The recession is a bad deal for everyone. Debt explodes. Dreams are deferred. Job loss drains the bank account. Futures are questioned.
It seems young people, though, are uniquely unprepared for the world in which they now find themselves.
They are coming of age in a world where global-warming pollution is dumped by the 70-million-ton truckload into the sewer formerly known as our atmosphere; where billions live each day in the grinding no-medicine, no-light, and no-family type of poverty; where seventy billion animals -- about the number of humans who've lived in all of history -- suffer from cruel and inhumane treatment inside factory farms.
And now -- their very own job crisis.
"Many of them become different -- and damaged -- people,", according to Krysia Mossakowski, a sociologist at the University of Miami. Along with other researchers, she has found that in young adults, long bouts of unemployment provoke long-lasting changes in behavior and mental health. For people just starting their careers, the recession's damage may be deep and long-lasting, potentially creating a kind of lost generation.
Large numbers of our youth, however, are calling into question whether they are really the passive pawns of previous economic, social, and environmental missteps. While the unemployment rate among young people is the highest since WWII, their capacity to embrace the big, selfless, and profitable career paths of tomorrow has never been higher. They just have no choice other than to innovate their way out of this mess.
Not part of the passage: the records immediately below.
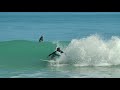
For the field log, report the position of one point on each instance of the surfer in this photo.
(55, 53)
(41, 38)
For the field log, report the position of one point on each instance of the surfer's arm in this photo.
(51, 54)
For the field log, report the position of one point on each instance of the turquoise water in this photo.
(90, 41)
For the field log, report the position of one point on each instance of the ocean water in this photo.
(90, 40)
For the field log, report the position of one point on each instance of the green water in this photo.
(21, 54)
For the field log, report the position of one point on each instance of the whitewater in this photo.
(90, 41)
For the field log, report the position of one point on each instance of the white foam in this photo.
(92, 51)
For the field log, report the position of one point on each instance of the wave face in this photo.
(90, 51)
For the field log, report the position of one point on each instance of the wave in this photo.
(89, 51)
(92, 51)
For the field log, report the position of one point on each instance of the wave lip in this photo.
(92, 51)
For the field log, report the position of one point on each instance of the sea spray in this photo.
(92, 51)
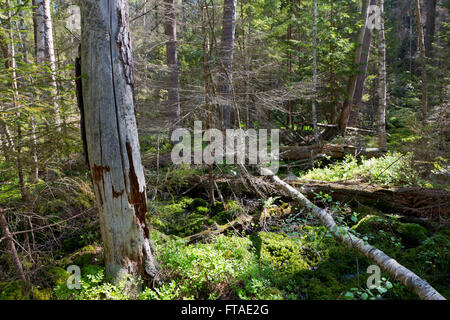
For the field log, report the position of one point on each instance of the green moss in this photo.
(412, 233)
(57, 275)
(20, 290)
(281, 252)
(198, 202)
(232, 210)
(202, 210)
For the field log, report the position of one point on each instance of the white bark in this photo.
(422, 60)
(314, 110)
(382, 92)
(112, 138)
(419, 286)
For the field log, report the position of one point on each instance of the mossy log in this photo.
(419, 286)
(239, 223)
(334, 151)
(413, 202)
(417, 202)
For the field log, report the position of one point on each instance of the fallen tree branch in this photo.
(419, 202)
(419, 286)
(334, 151)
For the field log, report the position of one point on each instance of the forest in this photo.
(224, 150)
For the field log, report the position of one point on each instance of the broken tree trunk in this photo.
(408, 278)
(112, 138)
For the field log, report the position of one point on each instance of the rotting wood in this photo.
(408, 278)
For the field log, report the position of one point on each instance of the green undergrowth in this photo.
(188, 216)
(295, 258)
(391, 169)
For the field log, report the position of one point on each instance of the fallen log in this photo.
(334, 151)
(419, 286)
(240, 222)
(418, 202)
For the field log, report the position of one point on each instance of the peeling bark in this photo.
(112, 139)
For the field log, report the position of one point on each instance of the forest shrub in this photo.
(391, 169)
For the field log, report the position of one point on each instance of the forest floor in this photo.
(251, 243)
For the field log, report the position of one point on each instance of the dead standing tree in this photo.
(112, 138)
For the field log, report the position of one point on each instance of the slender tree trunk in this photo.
(361, 77)
(50, 56)
(11, 246)
(39, 30)
(44, 48)
(226, 53)
(15, 95)
(314, 109)
(430, 26)
(422, 60)
(351, 86)
(382, 91)
(172, 62)
(24, 46)
(290, 117)
(112, 138)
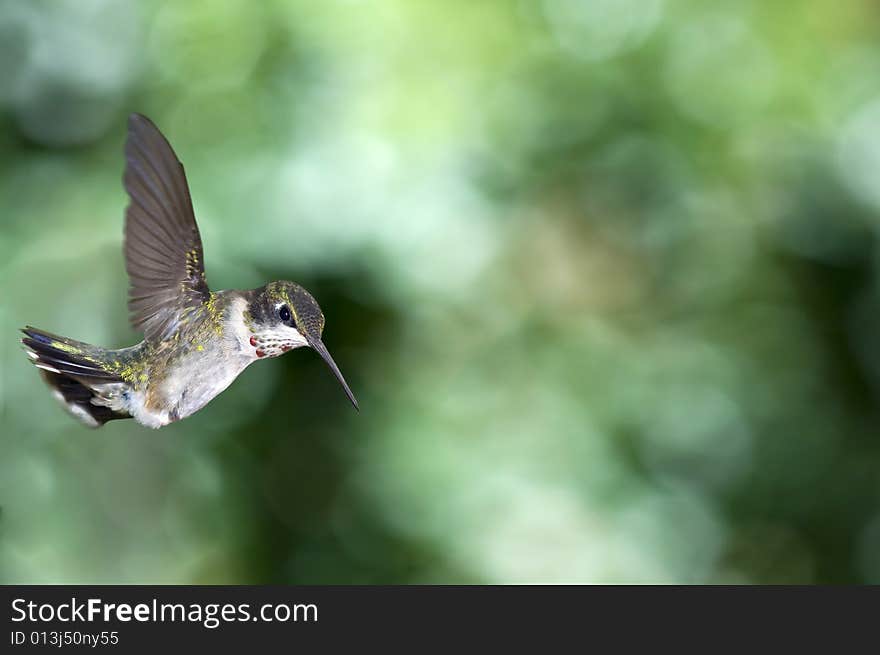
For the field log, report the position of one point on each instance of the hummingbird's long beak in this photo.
(321, 349)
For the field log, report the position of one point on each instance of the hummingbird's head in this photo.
(284, 316)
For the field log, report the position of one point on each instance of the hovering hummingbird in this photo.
(196, 341)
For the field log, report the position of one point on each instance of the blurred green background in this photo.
(602, 274)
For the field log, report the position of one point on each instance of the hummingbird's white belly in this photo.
(197, 378)
(189, 387)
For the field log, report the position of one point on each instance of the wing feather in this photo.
(163, 248)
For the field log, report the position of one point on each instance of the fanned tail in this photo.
(76, 373)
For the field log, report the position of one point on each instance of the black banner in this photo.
(146, 618)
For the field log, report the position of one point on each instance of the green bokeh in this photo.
(602, 274)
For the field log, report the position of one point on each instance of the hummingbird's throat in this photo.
(273, 344)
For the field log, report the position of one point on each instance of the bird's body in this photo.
(196, 341)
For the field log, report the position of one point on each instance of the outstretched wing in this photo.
(163, 249)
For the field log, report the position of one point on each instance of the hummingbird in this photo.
(196, 341)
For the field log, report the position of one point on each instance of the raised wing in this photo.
(163, 249)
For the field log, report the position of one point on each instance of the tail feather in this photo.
(76, 373)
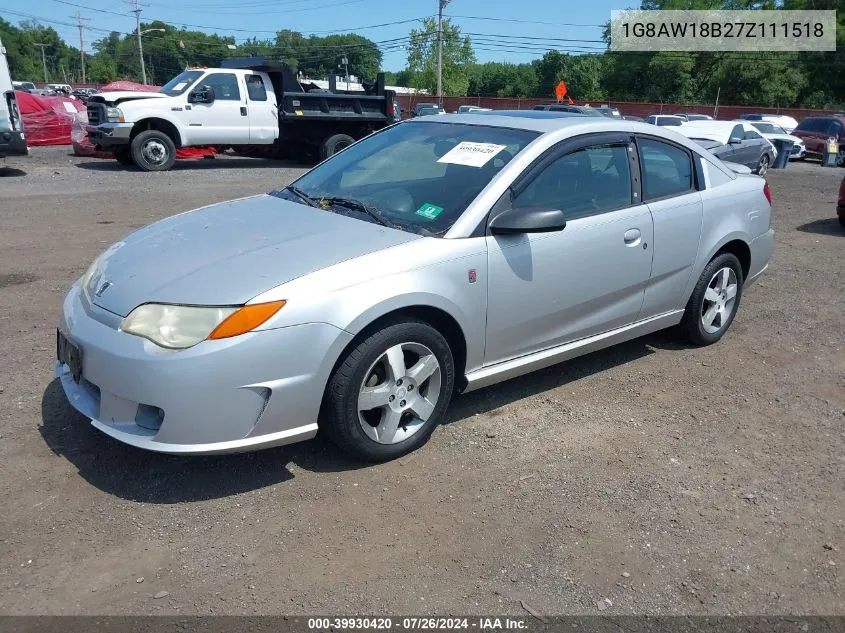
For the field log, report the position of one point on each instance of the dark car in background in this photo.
(423, 109)
(815, 131)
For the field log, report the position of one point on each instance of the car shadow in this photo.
(828, 226)
(227, 162)
(155, 478)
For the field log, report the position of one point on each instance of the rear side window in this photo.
(586, 182)
(667, 170)
(225, 86)
(255, 88)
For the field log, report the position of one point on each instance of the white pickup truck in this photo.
(12, 138)
(245, 102)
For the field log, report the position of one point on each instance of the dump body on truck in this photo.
(246, 104)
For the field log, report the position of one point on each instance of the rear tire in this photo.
(334, 144)
(124, 157)
(714, 301)
(153, 150)
(389, 392)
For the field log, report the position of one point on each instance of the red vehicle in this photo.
(840, 208)
(815, 131)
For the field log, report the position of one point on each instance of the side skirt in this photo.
(506, 370)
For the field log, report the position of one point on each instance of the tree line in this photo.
(812, 80)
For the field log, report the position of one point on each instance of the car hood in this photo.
(226, 254)
(122, 96)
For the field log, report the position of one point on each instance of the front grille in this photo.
(96, 113)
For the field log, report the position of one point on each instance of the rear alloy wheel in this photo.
(714, 301)
(153, 150)
(390, 392)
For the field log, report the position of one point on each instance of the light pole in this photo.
(441, 5)
(141, 48)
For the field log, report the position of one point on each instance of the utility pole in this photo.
(79, 23)
(43, 60)
(137, 12)
(441, 5)
(345, 63)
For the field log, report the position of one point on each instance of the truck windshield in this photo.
(418, 176)
(181, 82)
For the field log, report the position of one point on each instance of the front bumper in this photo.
(253, 391)
(109, 135)
(798, 152)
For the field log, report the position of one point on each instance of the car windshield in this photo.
(419, 176)
(181, 82)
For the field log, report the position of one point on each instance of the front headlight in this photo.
(179, 327)
(114, 115)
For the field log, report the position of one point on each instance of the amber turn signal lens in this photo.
(246, 319)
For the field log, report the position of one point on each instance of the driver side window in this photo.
(585, 182)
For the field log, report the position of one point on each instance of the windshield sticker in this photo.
(429, 211)
(471, 154)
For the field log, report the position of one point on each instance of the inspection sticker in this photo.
(429, 210)
(471, 154)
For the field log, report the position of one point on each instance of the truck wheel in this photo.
(334, 144)
(124, 157)
(153, 150)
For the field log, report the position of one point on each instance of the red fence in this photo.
(725, 112)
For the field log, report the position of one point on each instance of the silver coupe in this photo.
(439, 255)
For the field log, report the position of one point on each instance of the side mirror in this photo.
(528, 220)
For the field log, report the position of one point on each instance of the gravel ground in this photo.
(649, 478)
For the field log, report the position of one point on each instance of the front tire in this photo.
(714, 300)
(153, 150)
(390, 391)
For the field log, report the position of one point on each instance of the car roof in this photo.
(560, 124)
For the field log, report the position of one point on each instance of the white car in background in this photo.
(786, 122)
(774, 132)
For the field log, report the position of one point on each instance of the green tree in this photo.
(458, 57)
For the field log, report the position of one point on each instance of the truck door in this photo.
(224, 119)
(261, 108)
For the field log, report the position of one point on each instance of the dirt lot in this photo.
(649, 478)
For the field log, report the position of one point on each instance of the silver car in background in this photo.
(439, 255)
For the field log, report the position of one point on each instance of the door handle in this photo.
(632, 237)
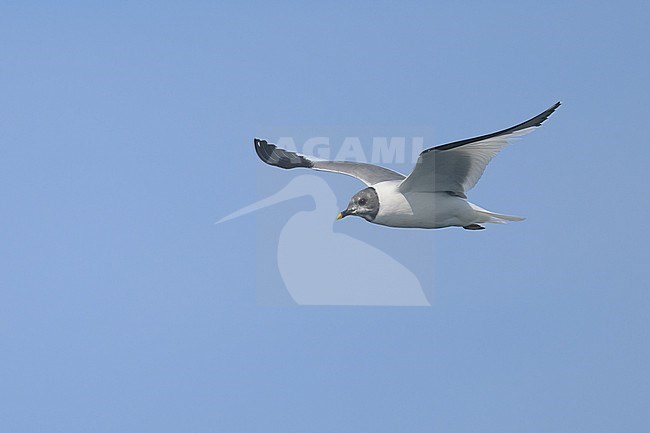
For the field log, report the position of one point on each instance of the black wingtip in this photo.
(532, 122)
(272, 155)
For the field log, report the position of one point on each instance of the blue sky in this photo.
(123, 308)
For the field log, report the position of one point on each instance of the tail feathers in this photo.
(493, 217)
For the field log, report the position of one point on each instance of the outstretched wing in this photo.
(456, 167)
(367, 173)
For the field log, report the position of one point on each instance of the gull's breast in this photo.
(419, 209)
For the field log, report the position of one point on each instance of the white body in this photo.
(428, 210)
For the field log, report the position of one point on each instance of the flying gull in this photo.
(432, 196)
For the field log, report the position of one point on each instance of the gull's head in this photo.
(364, 204)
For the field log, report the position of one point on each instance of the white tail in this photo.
(495, 217)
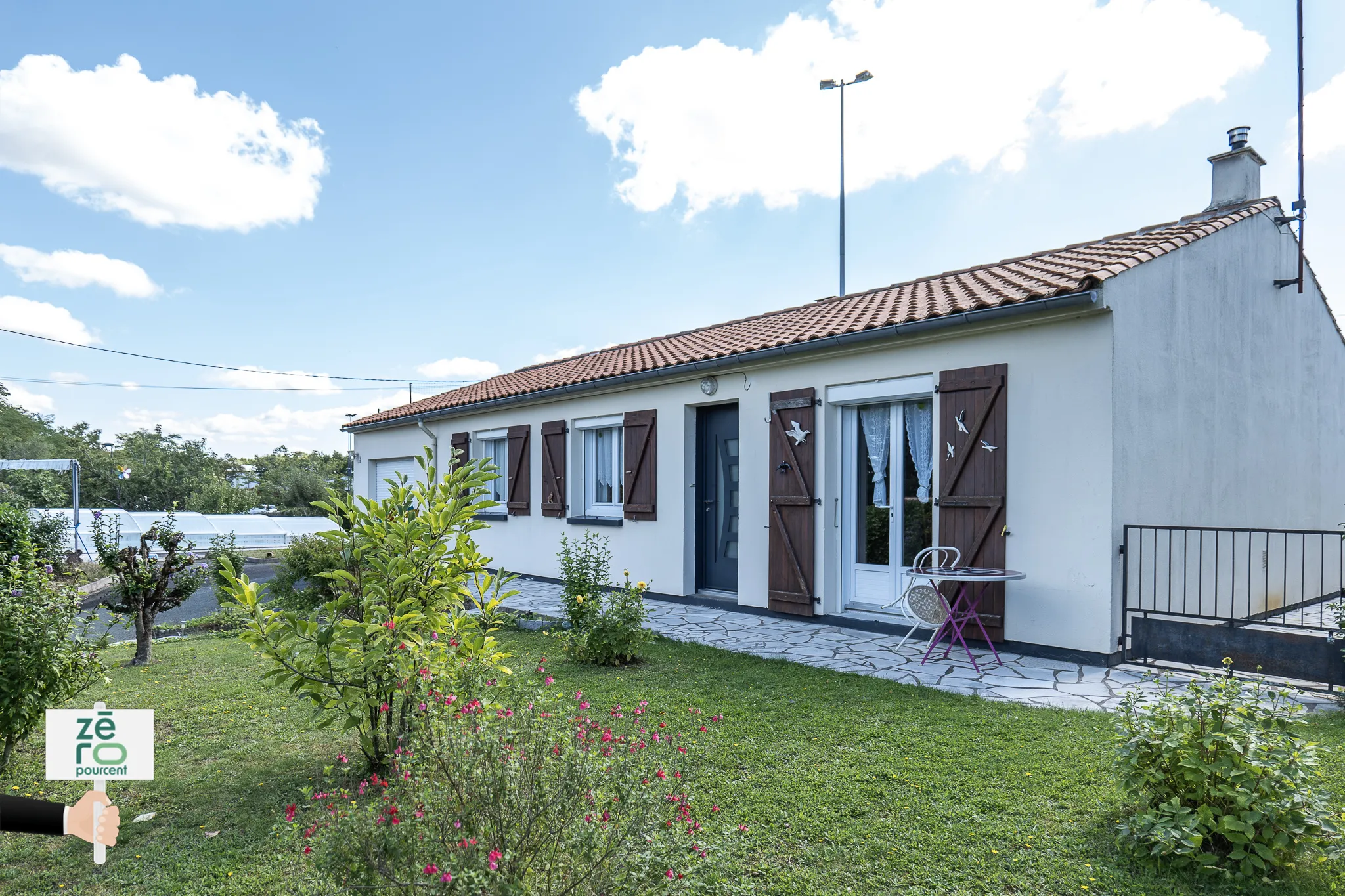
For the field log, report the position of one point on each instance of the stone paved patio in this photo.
(1044, 683)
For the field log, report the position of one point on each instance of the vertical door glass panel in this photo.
(496, 452)
(726, 499)
(873, 526)
(917, 511)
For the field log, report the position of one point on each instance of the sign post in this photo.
(100, 744)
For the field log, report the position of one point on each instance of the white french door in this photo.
(884, 512)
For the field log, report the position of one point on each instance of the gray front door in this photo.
(717, 499)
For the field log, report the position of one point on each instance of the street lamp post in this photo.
(831, 85)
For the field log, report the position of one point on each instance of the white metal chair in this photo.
(920, 603)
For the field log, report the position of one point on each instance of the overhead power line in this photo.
(208, 389)
(223, 367)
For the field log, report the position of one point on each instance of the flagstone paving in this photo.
(1030, 680)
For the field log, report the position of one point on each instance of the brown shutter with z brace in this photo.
(519, 471)
(460, 449)
(793, 516)
(639, 463)
(973, 476)
(553, 468)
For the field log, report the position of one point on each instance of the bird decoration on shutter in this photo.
(795, 433)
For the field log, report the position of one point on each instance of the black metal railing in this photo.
(1266, 598)
(1278, 576)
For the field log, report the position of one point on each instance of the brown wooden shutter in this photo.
(519, 471)
(639, 459)
(973, 481)
(793, 515)
(460, 448)
(553, 468)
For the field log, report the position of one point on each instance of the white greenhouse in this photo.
(250, 530)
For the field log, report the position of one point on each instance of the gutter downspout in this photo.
(433, 441)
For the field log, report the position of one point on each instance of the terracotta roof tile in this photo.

Ory Okolloh (24) doesn't just use Google Maps to find a restaurant, she harnesses it to track atrocities and human rights violations. Derek Lomoas (26) doesn't see business as evil; he sees it as a tool to distribute interactive games for children in Africa. Mark Rembert (23) doesn't use his mechanical engineering degree to build bigger buildings; he's using it to repower his city with renewable energy.
Skeptical? Check the research. A major research study into the values and attitudes of this generation was recently conducted. Born between 1978 and 2000, the Millennials include 95 million young people up to 30 years of age -- the biggest, most diverse, and best educated age group in US history. Older generations see needs as opportunities to volunteer; they see needs as opportunities to emotionally and financially thrive. They have a commitment to common good over individual gain, an ethos that reaches across traditional divisions such as race, ideology, and partisanship. They are radically pragmatic. They are ecologically intelligent and socially tolerant.
And more than any generation before, they get this paradox: selflessness is profitable.
Millennials refuse to be constrained by past conventions. Of all the attributes on which they were asked to compare themselves to earlier generations of Americans, they identified their willingness to "embrace innovation and new ideas" as the variable that most differentiates them from older Americans. More than three out of four Millennials (78%) say they are more likely to embrace innovation and new ideas, including 44% who say they are much more likely to do so -- more than 10 points higher than any other variable tested.
This is manifested in the thousands of young people who are creating the tools, law, vaccines, buildings, code, fashion, and food that will allow the planet to grow stronger while empowering those living their days on monthly income barely enough to buy a large coffee. Thousands are using bugs (and biochemistry) to beat back malaria, sending out tweets and Facebook updates to galvanize support for genocide victims, writing to amplify one girl's voice in the slums of Kibera, Kenya or Mumbai, India, building hospitals and homes and communities brimming with renewable energy, and installing green roofs for a new generation of American homes.
Despite the current economic frustration, Millenials understand that yesterday's jobs are ignorant to the reality-bending demands of zero emission cars and zero-waste shopping malls and zero-poverty communities.
While many lament the present, they have taken a moment to remember (and live) a story from the past. "Why the lightbulb?" a student seeking a clarity to his own career anxiety once asked Thomas Edison. "I find out what the world needs, then I proceed to invent." Billions of dollars and one hundred years later, Edison's answer captures brilliantly how the "lost generation" is embracing the future in the vice grip of this economic downturn.
They are not only making Edison proud -- they are making him envious. Check the research.